The public key file, id_rsa.pub, may look like this:

ssh-rsa AAAAB3NzaC1yc2EAAAADAQABAAABAQDWGvDBw5mhzoRSOUcPHNjStXxRTo10OiB54VR8P/cqpeRp4Ndyr98KRBrnu2NZ2p8UCJ+T0aN9kP7AqYzY0HI+T6ECx2vHcjwP15YxuSGxg8aP0OC9P7ASI34GXwZS3iLHdOTr16+9V/3J5WAqCVzgNJ+eLtI7nwh2bqrJ+AfsgKxYbW94CsFSOB2vJbOwbV9taKgaatzA9UvpgGUJEy5BKGuvALPCInE+t5s8DZ+JJ9yuMIWg8E2KllPxUUcHeJOFD1NUVH+0H0Lt/qfcO+tZ9oh+QOoibctMssoVL5jm7TQYtmIRoYNaw6CLEmql4TalXetH2NR+z2HoVBjmIfqZ mxk@krypton

These files may look somewhat imposing but it is actually relatively easy to decode them. In this blog post we will detail two approaches to extracting the contents of both id_rsa and id_rsa.pub using Python:

  • Our first approach (“using the mxklabs.rsa package”) is targeted to developers that want to get things done quickly and do not really care how things work – i.e. all the real work is done in a library.
  • The second approach (“decode the key files manually”) is more manual and explains the individual steps required to decode the key files, providing more insight as to how information is encoded in the key files and essentially revealing how the mxklabs.rsa package is implemented.
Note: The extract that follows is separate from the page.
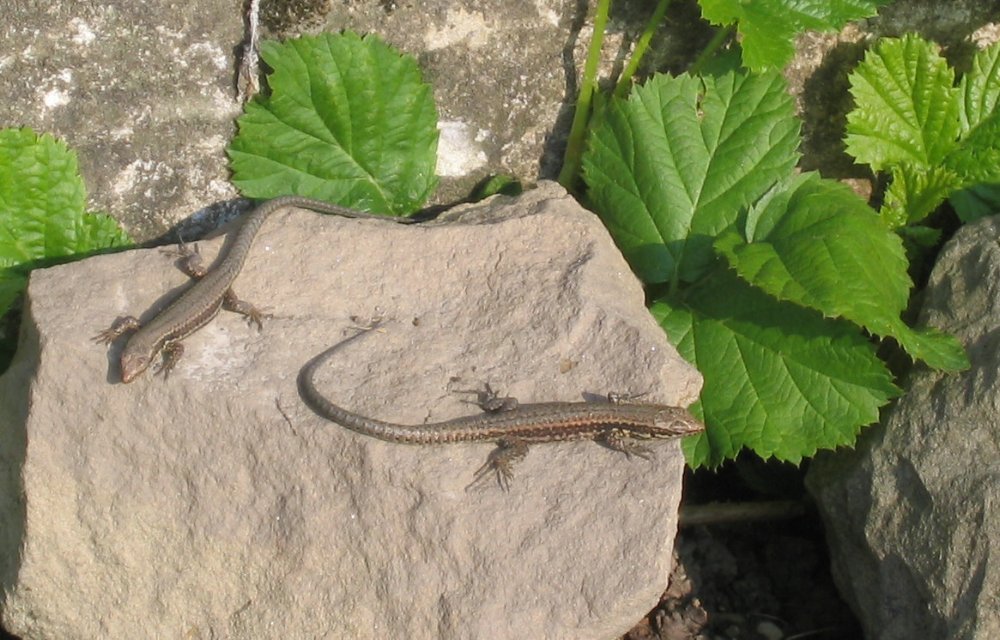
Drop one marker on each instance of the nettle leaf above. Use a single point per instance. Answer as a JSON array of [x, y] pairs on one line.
[[348, 120], [670, 167], [768, 28], [820, 246], [42, 210], [780, 379], [906, 105]]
Using the mxklabs.rsa package

We have developed a package in the mxklabs PyPI library, named mxklabs.rsa (docs), that is capable of decoding the id_rsa and id_rsa.pub files shown above.

To use mxklabs.rsa, you first need to install the mxklabs library:

pip install mxklabs

With mxklabs installed are now able to import the mxklabs.rsa package. With this package you can decode the key files as follows:

import mxklabs.rsa as mxkrsa

# Decode the key files.
id_rsa = mxkrsa.RsaUtils.private_key_from_file('id_rsa')
id_rsa_pub = mxkrsa.RsaUtils.public_key_from_file('id_rsa.pub')

After executing the code above the id_rsa and id_rsa_pub variables are dictionaries containing all the relevant fields.3 To see what these dictionary looks like please see the JSON listings at the bottom of this blog post.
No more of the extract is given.